No estaba muy equivocado. Un instante después oyó un ruido escalofriante cuando un costado del parachoques delantero del camión golpeó la parte trasera de su coche. El Lexus se deslizó hacia el bordillo y vio que Jenny maniobraba desesperadamente con el volante, desviando el vehículo hacia la izquierda. Durante un instante que se hizo eterno, el coche se deslizó sobre el pavimento mojado manteniendo su rumbo hacia el desastre; luego pareció dudar, como si no estuviese seguro de qué le habían pedido que hiciera. Cuando estaban a punto de chocar contra el bordillo, los neumáticos se agarraron al asfalto, el Lexus se desvió hacia la izquierda y la crisis fue neutralizada. Pero ahora el rugido gutural del camión parecía haberse multiplicado cuando Donatella se aprestó a asestar el golpe mortal.

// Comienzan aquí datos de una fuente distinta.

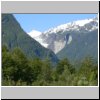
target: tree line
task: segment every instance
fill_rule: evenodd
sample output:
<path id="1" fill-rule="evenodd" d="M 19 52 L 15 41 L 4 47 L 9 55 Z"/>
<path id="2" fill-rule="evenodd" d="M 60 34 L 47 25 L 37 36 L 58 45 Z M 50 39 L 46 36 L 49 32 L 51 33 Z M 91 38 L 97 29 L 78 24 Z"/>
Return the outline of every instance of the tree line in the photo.
<path id="1" fill-rule="evenodd" d="M 53 65 L 49 59 L 29 59 L 16 47 L 2 46 L 3 86 L 97 86 L 98 63 L 91 57 L 71 64 L 62 59 Z"/>

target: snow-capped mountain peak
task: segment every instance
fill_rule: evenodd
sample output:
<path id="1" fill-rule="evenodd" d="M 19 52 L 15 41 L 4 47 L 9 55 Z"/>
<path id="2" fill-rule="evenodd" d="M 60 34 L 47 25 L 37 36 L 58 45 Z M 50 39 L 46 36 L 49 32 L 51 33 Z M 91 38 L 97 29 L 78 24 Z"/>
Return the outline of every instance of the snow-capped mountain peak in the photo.
<path id="1" fill-rule="evenodd" d="M 84 19 L 84 20 L 77 20 L 73 22 L 69 22 L 66 24 L 59 25 L 55 28 L 50 28 L 49 30 L 45 31 L 44 34 L 46 33 L 57 33 L 59 31 L 66 31 L 66 30 L 79 30 L 80 27 L 84 27 L 86 24 L 91 23 L 91 22 L 97 22 L 97 17 L 93 19 Z M 97 27 L 95 27 L 97 28 Z M 93 29 L 95 29 L 93 28 Z"/>
<path id="2" fill-rule="evenodd" d="M 31 32 L 28 33 L 28 35 L 30 35 L 32 38 L 36 38 L 38 36 L 40 36 L 42 33 L 36 30 L 32 30 Z"/>
<path id="3" fill-rule="evenodd" d="M 57 54 L 66 45 L 72 43 L 74 39 L 73 33 L 78 35 L 78 33 L 89 33 L 96 29 L 98 29 L 98 17 L 62 24 L 43 33 L 33 30 L 28 34 L 42 46 L 51 49 Z"/>

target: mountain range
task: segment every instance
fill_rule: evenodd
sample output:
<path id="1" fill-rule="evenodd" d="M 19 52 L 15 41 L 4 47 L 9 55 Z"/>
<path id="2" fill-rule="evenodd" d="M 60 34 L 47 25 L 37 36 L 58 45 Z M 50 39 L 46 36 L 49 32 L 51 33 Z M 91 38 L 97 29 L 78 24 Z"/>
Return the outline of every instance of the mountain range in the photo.
<path id="1" fill-rule="evenodd" d="M 98 59 L 98 17 L 77 20 L 50 28 L 45 32 L 27 33 L 59 59 L 77 61 L 90 56 Z"/>
<path id="2" fill-rule="evenodd" d="M 18 47 L 29 58 L 47 58 L 53 63 L 58 61 L 53 51 L 26 34 L 12 14 L 2 14 L 2 45 L 9 50 Z"/>

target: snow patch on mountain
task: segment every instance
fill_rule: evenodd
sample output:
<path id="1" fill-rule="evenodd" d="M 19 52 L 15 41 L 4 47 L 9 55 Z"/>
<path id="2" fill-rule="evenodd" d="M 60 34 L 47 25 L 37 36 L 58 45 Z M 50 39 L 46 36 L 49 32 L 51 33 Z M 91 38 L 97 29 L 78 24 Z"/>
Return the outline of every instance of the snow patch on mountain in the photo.
<path id="1" fill-rule="evenodd" d="M 28 33 L 28 35 L 30 35 L 32 38 L 36 38 L 39 35 L 41 35 L 42 33 L 36 30 L 32 30 L 31 32 Z"/>

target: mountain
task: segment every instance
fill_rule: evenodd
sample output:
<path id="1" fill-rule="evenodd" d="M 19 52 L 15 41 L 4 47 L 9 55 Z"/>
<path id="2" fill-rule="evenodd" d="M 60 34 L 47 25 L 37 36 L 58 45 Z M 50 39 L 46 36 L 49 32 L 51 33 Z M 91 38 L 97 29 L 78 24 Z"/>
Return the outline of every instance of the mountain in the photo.
<path id="1" fill-rule="evenodd" d="M 19 47 L 29 58 L 49 58 L 52 62 L 58 61 L 53 51 L 44 48 L 27 35 L 11 14 L 2 14 L 2 44 L 7 45 L 10 50 Z"/>
<path id="2" fill-rule="evenodd" d="M 35 32 L 30 32 L 35 34 Z M 31 35 L 30 35 L 31 36 Z M 98 17 L 62 24 L 33 38 L 60 58 L 98 56 Z"/>

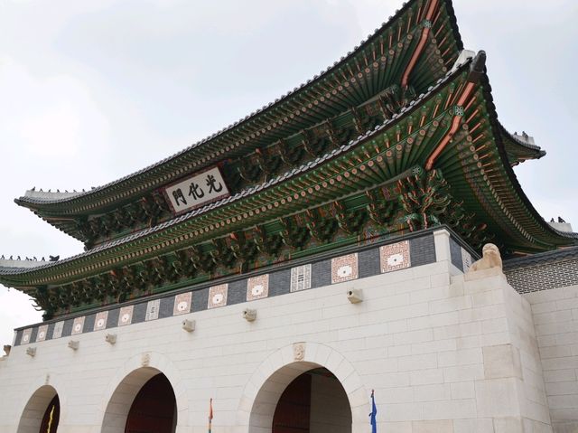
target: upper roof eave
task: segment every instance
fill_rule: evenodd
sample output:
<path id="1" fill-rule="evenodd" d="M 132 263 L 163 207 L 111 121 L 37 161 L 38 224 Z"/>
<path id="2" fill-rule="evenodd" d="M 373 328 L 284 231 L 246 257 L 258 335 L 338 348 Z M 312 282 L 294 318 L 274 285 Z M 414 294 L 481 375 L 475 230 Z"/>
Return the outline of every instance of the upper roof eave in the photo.
<path id="1" fill-rule="evenodd" d="M 486 98 L 486 100 L 488 102 L 488 111 L 489 111 L 489 114 L 490 116 L 490 120 L 491 120 L 491 123 L 492 123 L 492 126 L 493 126 L 493 128 L 494 128 L 494 135 L 495 135 L 496 138 L 498 139 L 498 144 L 499 144 L 498 150 L 499 150 L 499 156 L 500 156 L 500 158 L 502 160 L 502 165 L 504 167 L 504 170 L 506 171 L 506 174 L 508 175 L 508 181 L 509 181 L 510 184 L 512 185 L 512 187 L 514 188 L 514 191 L 516 192 L 516 194 L 517 195 L 519 200 L 522 202 L 522 204 L 524 205 L 524 207 L 532 215 L 532 217 L 536 221 L 536 223 L 546 233 L 548 233 L 551 236 L 564 238 L 564 239 L 566 239 L 566 240 L 572 240 L 574 242 L 578 241 L 578 232 L 560 231 L 555 229 L 554 227 L 552 227 L 550 224 L 548 224 L 547 221 L 542 217 L 542 215 L 540 215 L 540 213 L 536 210 L 536 208 L 534 207 L 532 202 L 527 198 L 527 195 L 526 195 L 526 193 L 524 193 L 524 190 L 522 189 L 522 186 L 520 185 L 520 183 L 517 180 L 517 176 L 516 175 L 516 173 L 514 172 L 514 169 L 509 165 L 509 161 L 508 161 L 508 155 L 507 155 L 507 152 L 506 152 L 506 146 L 505 146 L 504 141 L 503 141 L 504 136 L 506 136 L 508 139 L 516 140 L 516 141 L 519 142 L 520 145 L 524 145 L 525 146 L 527 146 L 528 148 L 537 147 L 538 149 L 540 149 L 540 147 L 538 147 L 536 146 L 532 146 L 532 145 L 529 145 L 529 144 L 527 144 L 527 143 L 520 142 L 519 140 L 517 140 L 516 137 L 513 136 L 512 134 L 508 132 L 508 130 L 501 125 L 501 123 L 498 119 L 498 112 L 497 112 L 497 109 L 496 109 L 496 105 L 494 104 L 493 96 L 491 94 L 491 86 L 489 84 L 489 79 L 488 77 L 488 74 L 487 74 L 485 69 L 484 69 L 484 73 L 483 73 L 483 75 L 481 77 L 481 80 L 482 80 L 482 84 L 483 84 L 483 87 L 484 87 L 485 98 Z M 544 152 L 544 151 L 541 151 L 541 152 Z"/>
<path id="2" fill-rule="evenodd" d="M 204 206 L 203 208 L 192 211 L 191 212 L 185 213 L 183 215 L 181 215 L 173 220 L 168 221 L 166 222 L 161 223 L 158 226 L 154 226 L 151 229 L 147 229 L 134 234 L 131 234 L 129 236 L 126 236 L 125 238 L 119 239 L 119 240 L 116 240 L 107 243 L 103 243 L 101 245 L 98 245 L 98 247 L 96 247 L 93 249 L 90 249 L 89 251 L 85 251 L 83 253 L 78 254 L 76 256 L 70 257 L 70 258 L 67 258 L 64 259 L 62 260 L 60 260 L 58 262 L 49 262 L 46 263 L 45 265 L 42 265 L 39 266 L 37 268 L 34 268 L 33 269 L 17 269 L 17 268 L 0 268 L 0 282 L 4 282 L 6 283 L 8 282 L 8 284 L 10 284 L 10 277 L 11 276 L 16 276 L 16 275 L 25 275 L 25 274 L 32 274 L 33 272 L 36 272 L 38 270 L 41 269 L 46 269 L 47 268 L 55 268 L 55 267 L 60 267 L 61 265 L 75 261 L 75 260 L 79 260 L 81 259 L 87 258 L 90 255 L 93 254 L 97 254 L 97 253 L 100 253 L 100 252 L 104 252 L 106 250 L 112 250 L 112 249 L 116 249 L 117 248 L 122 248 L 124 245 L 127 244 L 127 243 L 133 243 L 135 241 L 143 240 L 144 238 L 146 238 L 148 236 L 152 236 L 152 235 L 157 235 L 158 233 L 164 231 L 170 228 L 172 228 L 172 226 L 174 226 L 175 224 L 179 224 L 181 222 L 183 222 L 187 220 L 191 220 L 191 219 L 194 219 L 198 216 L 200 216 L 200 214 L 210 212 L 211 210 L 214 210 L 217 207 L 222 206 L 224 204 L 228 204 L 232 201 L 237 201 L 239 200 L 241 198 L 245 198 L 247 197 L 251 194 L 256 193 L 260 191 L 262 191 L 263 189 L 266 189 L 272 186 L 275 186 L 276 184 L 279 184 L 281 183 L 284 183 L 285 181 L 288 181 L 295 176 L 301 175 L 306 172 L 308 172 L 309 170 L 312 170 L 313 168 L 315 168 L 316 166 L 322 165 L 333 158 L 336 158 L 341 155 L 343 155 L 344 153 L 347 153 L 348 151 L 350 151 L 350 149 L 352 149 L 353 147 L 357 146 L 358 145 L 360 145 L 362 143 L 365 143 L 368 140 L 372 139 L 375 136 L 378 135 L 379 133 L 382 133 L 384 131 L 384 129 L 387 129 L 391 125 L 396 123 L 397 121 L 399 121 L 401 118 L 405 118 L 406 116 L 409 116 L 411 115 L 411 113 L 415 110 L 415 109 L 418 109 L 417 108 L 420 106 L 420 103 L 422 101 L 426 100 L 427 99 L 431 98 L 433 95 L 434 95 L 438 89 L 440 89 L 442 88 L 442 86 L 447 84 L 449 81 L 451 81 L 451 80 L 454 77 L 456 77 L 457 75 L 462 73 L 464 71 L 464 68 L 469 66 L 469 63 L 471 62 L 471 61 L 468 61 L 466 62 L 464 62 L 461 66 L 460 66 L 456 71 L 454 71 L 453 72 L 449 72 L 444 78 L 440 79 L 434 86 L 432 86 L 428 92 L 422 94 L 418 97 L 417 99 L 415 99 L 415 101 L 414 101 L 412 104 L 408 105 L 407 107 L 406 107 L 404 109 L 402 109 L 402 111 L 396 115 L 394 118 L 392 118 L 391 119 L 384 122 L 383 124 L 381 124 L 380 126 L 377 127 L 375 129 L 368 131 L 368 133 L 366 133 L 365 135 L 361 135 L 359 136 L 357 139 L 352 140 L 351 142 L 350 142 L 348 145 L 344 145 L 342 146 L 339 149 L 335 149 L 332 150 L 331 152 L 328 153 L 327 155 L 321 156 L 319 158 L 317 158 L 316 160 L 310 162 L 310 163 L 306 163 L 305 165 L 300 166 L 299 168 L 296 169 L 293 169 L 291 172 L 285 173 L 284 174 L 281 174 L 274 179 L 271 179 L 270 181 L 266 182 L 264 184 L 260 184 L 258 186 L 255 186 L 252 188 L 249 188 L 248 190 L 246 190 L 242 193 L 238 193 L 235 196 L 232 197 L 228 197 L 227 199 L 224 199 L 222 201 L 209 204 L 207 206 Z M 520 204 L 522 206 L 522 209 L 527 210 L 527 212 L 529 212 L 535 221 L 535 223 L 537 224 L 541 229 L 543 229 L 545 233 L 546 236 L 552 237 L 552 239 L 555 240 L 555 238 L 558 238 L 560 240 L 558 242 L 554 242 L 553 246 L 555 244 L 558 247 L 561 246 L 572 246 L 572 245 L 576 245 L 578 244 L 578 233 L 572 233 L 572 232 L 563 232 L 563 231 L 559 231 L 554 228 L 552 228 L 549 224 L 547 224 L 547 222 L 537 213 L 537 212 L 536 211 L 536 209 L 534 208 L 534 206 L 531 204 L 531 202 L 529 202 L 529 200 L 527 199 L 527 197 L 526 196 L 526 194 L 524 193 L 523 190 L 521 189 L 521 186 L 517 181 L 517 178 L 516 177 L 516 174 L 512 169 L 512 167 L 509 165 L 509 164 L 508 164 L 508 159 L 507 159 L 507 155 L 506 155 L 506 151 L 504 148 L 504 145 L 502 142 L 502 136 L 499 134 L 500 130 L 499 130 L 499 123 L 498 121 L 498 115 L 496 113 L 496 108 L 493 102 L 493 99 L 491 97 L 491 93 L 490 93 L 490 87 L 489 87 L 489 81 L 488 79 L 487 74 L 484 73 L 482 74 L 482 78 L 481 78 L 481 86 L 483 88 L 483 91 L 485 93 L 485 99 L 486 99 L 486 107 L 488 109 L 488 114 L 489 115 L 490 120 L 491 120 L 491 125 L 492 125 L 492 128 L 494 130 L 494 136 L 496 137 L 496 141 L 497 141 L 497 145 L 498 145 L 498 150 L 499 150 L 499 157 L 501 158 L 501 162 L 505 170 L 505 173 L 508 175 L 508 179 L 510 182 L 512 188 L 514 189 L 515 193 L 517 195 L 517 197 L 519 198 L 520 201 Z M 3 278 L 4 277 L 4 278 Z M 23 284 L 22 286 L 24 286 Z"/>
<path id="3" fill-rule="evenodd" d="M 161 160 L 158 161 L 157 163 L 154 163 L 151 165 L 148 165 L 147 167 L 144 167 L 141 170 L 138 170 L 136 172 L 134 172 L 130 174 L 127 174 L 126 176 L 123 176 L 117 180 L 112 181 L 108 184 L 105 184 L 103 185 L 98 186 L 98 187 L 93 187 L 89 191 L 83 192 L 83 193 L 79 193 L 77 195 L 74 196 L 67 196 L 67 197 L 37 197 L 37 196 L 27 196 L 27 195 L 23 195 L 21 196 L 19 198 L 14 199 L 14 202 L 18 204 L 21 205 L 23 207 L 26 207 L 28 209 L 31 209 L 33 211 L 39 211 L 39 210 L 42 210 L 42 209 L 51 209 L 52 206 L 57 205 L 57 204 L 66 204 L 66 205 L 72 205 L 75 202 L 79 202 L 80 201 L 98 201 L 99 199 L 106 197 L 107 193 L 109 193 L 111 190 L 116 189 L 116 188 L 121 188 L 123 185 L 130 183 L 130 182 L 135 182 L 135 179 L 139 178 L 140 176 L 151 172 L 152 170 L 154 169 L 158 169 L 159 167 L 168 165 L 169 163 L 171 163 L 172 161 L 174 161 L 176 159 L 178 159 L 179 157 L 182 156 L 183 155 L 191 152 L 197 148 L 199 148 L 200 146 L 202 146 L 203 145 L 206 145 L 208 143 L 210 143 L 211 140 L 216 139 L 221 136 L 223 136 L 225 133 L 228 133 L 235 128 L 238 127 L 241 127 L 243 125 L 247 124 L 247 122 L 257 118 L 259 116 L 262 116 L 264 114 L 266 114 L 267 111 L 280 106 L 281 104 L 290 100 L 292 98 L 295 97 L 296 95 L 298 95 L 299 93 L 304 91 L 307 88 L 314 85 L 315 83 L 320 82 L 322 80 L 323 80 L 324 78 L 326 78 L 328 75 L 334 73 L 335 71 L 339 71 L 340 68 L 343 67 L 344 65 L 346 65 L 351 59 L 353 59 L 359 52 L 360 52 L 361 51 L 363 51 L 365 48 L 367 48 L 368 46 L 369 46 L 372 42 L 374 42 L 376 39 L 378 39 L 382 33 L 386 32 L 387 30 L 388 30 L 392 25 L 394 25 L 394 24 L 396 22 L 396 20 L 402 16 L 404 14 L 404 13 L 406 11 L 407 11 L 408 9 L 410 9 L 411 7 L 413 7 L 415 4 L 419 4 L 421 2 L 425 2 L 428 3 L 428 0 L 410 0 L 408 2 L 406 2 L 406 4 L 404 4 L 404 5 L 397 11 L 396 11 L 396 14 L 392 16 L 389 17 L 389 19 L 383 23 L 381 27 L 378 28 L 375 30 L 375 32 L 368 35 L 368 38 L 361 40 L 361 42 L 359 42 L 359 45 L 355 46 L 353 48 L 353 50 L 351 52 L 349 52 L 347 53 L 347 55 L 342 56 L 340 58 L 340 61 L 336 61 L 333 63 L 333 65 L 329 66 L 328 68 L 326 68 L 325 70 L 322 71 L 319 74 L 315 75 L 312 79 L 308 80 L 307 81 L 302 83 L 300 86 L 295 87 L 293 90 L 290 90 L 289 92 L 287 92 L 284 95 L 282 95 L 280 98 L 276 99 L 275 101 L 263 106 L 260 109 L 257 109 L 256 111 L 255 111 L 254 113 L 251 113 L 248 116 L 246 116 L 245 118 L 238 120 L 237 122 L 229 125 L 228 127 L 209 136 L 206 138 L 201 139 L 200 141 L 194 143 L 193 145 L 191 145 L 190 146 Z M 430 0 L 431 1 L 431 0 Z M 462 50 L 463 49 L 463 43 L 461 42 L 461 37 L 459 33 L 459 29 L 458 29 L 458 25 L 457 25 L 457 20 L 455 17 L 455 14 L 453 12 L 453 5 L 452 3 L 452 0 L 439 0 L 441 2 L 441 4 L 444 4 L 445 7 L 448 11 L 448 14 L 450 15 L 450 24 L 452 29 L 452 33 L 453 33 L 453 37 L 455 39 L 456 42 L 456 45 L 457 45 L 457 49 Z M 108 202 L 108 204 L 110 204 L 110 202 Z"/>
<path id="4" fill-rule="evenodd" d="M 42 264 L 41 266 L 38 266 L 34 268 L 30 268 L 30 269 L 24 269 L 24 268 L 9 268 L 9 267 L 2 267 L 0 266 L 0 283 L 3 284 L 9 284 L 8 281 L 6 281 L 6 278 L 3 278 L 3 276 L 11 276 L 11 275 L 22 275 L 22 274 L 28 274 L 28 273 L 32 273 L 33 271 L 37 271 L 37 270 L 42 270 L 42 269 L 46 269 L 48 268 L 56 268 L 59 266 L 62 266 L 66 263 L 70 263 L 71 261 L 74 260 L 79 260 L 84 258 L 87 258 L 89 256 L 99 253 L 99 252 L 103 252 L 105 250 L 107 249 L 116 249 L 117 247 L 120 247 L 124 244 L 129 243 L 129 242 L 133 242 L 137 240 L 140 240 L 142 238 L 147 237 L 149 235 L 154 235 L 155 233 L 161 232 L 163 231 L 165 231 L 166 229 L 169 229 L 170 227 L 178 224 L 180 222 L 182 222 L 186 220 L 189 219 L 192 219 L 192 218 L 196 218 L 198 216 L 200 216 L 200 214 L 207 212 L 209 211 L 214 210 L 215 208 L 220 207 L 221 205 L 229 203 L 230 202 L 233 201 L 237 201 L 242 198 L 246 198 L 249 195 L 252 195 L 256 193 L 260 192 L 263 189 L 266 188 L 269 188 L 271 186 L 274 186 L 275 184 L 284 183 L 285 181 L 289 181 L 294 177 L 298 176 L 299 174 L 303 174 L 304 172 L 307 172 L 309 170 L 312 170 L 314 169 L 316 166 L 325 163 L 326 161 L 329 161 L 331 159 L 333 159 L 335 157 L 338 157 L 339 155 L 342 155 L 343 153 L 347 152 L 348 150 L 350 150 L 351 147 L 356 146 L 358 144 L 360 144 L 362 142 L 365 142 L 367 140 L 371 139 L 375 135 L 379 134 L 380 132 L 382 132 L 385 128 L 388 127 L 391 124 L 394 124 L 396 122 L 397 122 L 401 118 L 405 117 L 407 113 L 412 112 L 414 109 L 416 109 L 415 108 L 419 105 L 419 102 L 422 100 L 424 100 L 428 98 L 430 98 L 431 96 L 433 96 L 435 91 L 443 84 L 445 84 L 446 82 L 448 82 L 449 80 L 451 80 L 452 78 L 460 75 L 461 73 L 463 72 L 464 69 L 466 67 L 468 67 L 469 63 L 471 62 L 470 60 L 464 61 L 461 65 L 460 65 L 459 68 L 457 68 L 456 70 L 452 71 L 449 71 L 443 78 L 438 80 L 434 85 L 432 85 L 428 91 L 426 93 L 421 94 L 417 99 L 415 99 L 411 104 L 407 105 L 406 107 L 405 107 L 404 108 L 402 108 L 402 110 L 398 113 L 394 115 L 390 119 L 387 120 L 386 122 L 382 123 L 381 125 L 376 127 L 374 129 L 368 131 L 366 134 L 361 135 L 359 136 L 358 136 L 356 139 L 351 140 L 350 143 L 348 143 L 347 145 L 343 145 L 341 146 L 340 148 L 338 149 L 333 149 L 332 151 L 329 152 L 328 154 L 320 156 L 318 158 L 316 158 L 313 161 L 308 162 L 303 164 L 303 165 L 297 167 L 297 168 L 294 168 L 289 172 L 286 172 L 284 174 L 279 174 L 278 176 L 274 177 L 273 179 L 267 181 L 265 184 L 256 185 L 256 186 L 253 186 L 248 188 L 247 190 L 244 190 L 240 193 L 238 193 L 236 195 L 234 196 L 229 196 L 228 198 L 219 200 L 218 202 L 212 202 L 210 204 L 207 204 L 203 207 L 198 208 L 194 211 L 191 211 L 189 212 L 183 213 L 182 215 L 180 215 L 178 217 L 175 217 L 172 220 L 169 220 L 167 221 L 162 222 L 156 226 L 151 227 L 149 229 L 145 229 L 135 233 L 132 233 L 130 235 L 127 235 L 124 238 L 119 238 L 108 242 L 104 242 L 101 243 L 98 246 L 96 246 L 95 248 L 83 251 L 81 253 L 76 254 L 74 256 L 69 257 L 69 258 L 65 258 L 62 259 L 60 259 L 58 261 L 50 261 L 47 262 L 45 264 Z"/>

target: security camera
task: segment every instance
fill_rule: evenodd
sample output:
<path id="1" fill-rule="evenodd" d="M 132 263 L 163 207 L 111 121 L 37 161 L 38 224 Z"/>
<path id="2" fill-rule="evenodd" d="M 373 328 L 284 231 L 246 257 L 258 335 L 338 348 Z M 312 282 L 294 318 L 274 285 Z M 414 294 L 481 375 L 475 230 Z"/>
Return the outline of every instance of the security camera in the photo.
<path id="1" fill-rule="evenodd" d="M 253 322 L 256 319 L 256 310 L 252 310 L 251 308 L 245 308 L 243 310 L 243 318 L 247 322 Z"/>
<path id="2" fill-rule="evenodd" d="M 191 332 L 193 332 L 195 330 L 195 321 L 194 320 L 184 319 L 182 322 L 181 322 L 181 326 L 186 332 L 191 333 Z"/>
<path id="3" fill-rule="evenodd" d="M 360 288 L 350 288 L 347 291 L 347 298 L 351 304 L 358 304 L 363 300 L 363 292 Z"/>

Un poco más adelante, un BMW con un adolescente al volante se dirigía en sentido contrario sólo con las luces de posición encendidas. A través de las ventanillas abiertas se oía claramente la música rapera a toda pastilla. El chico, embriagado por la cerveza y la música, circulaba demasiado de prisa para esa carretera, aunque el asfalto hubiese estado seco y el coche hubiera sido menos potente. El BMW se desviaba ligeramente a ambos lados mientras su inexperto conductor intentaba hacer frente a los efectos de las hojas empapadas y los tramos resbaladizos en el asfalto. Sus labios estaban tensos hacia atrás en una mueca maníaca, pero tenía los ojos abiertos como platos… aunque era evidente que aún no los había visto.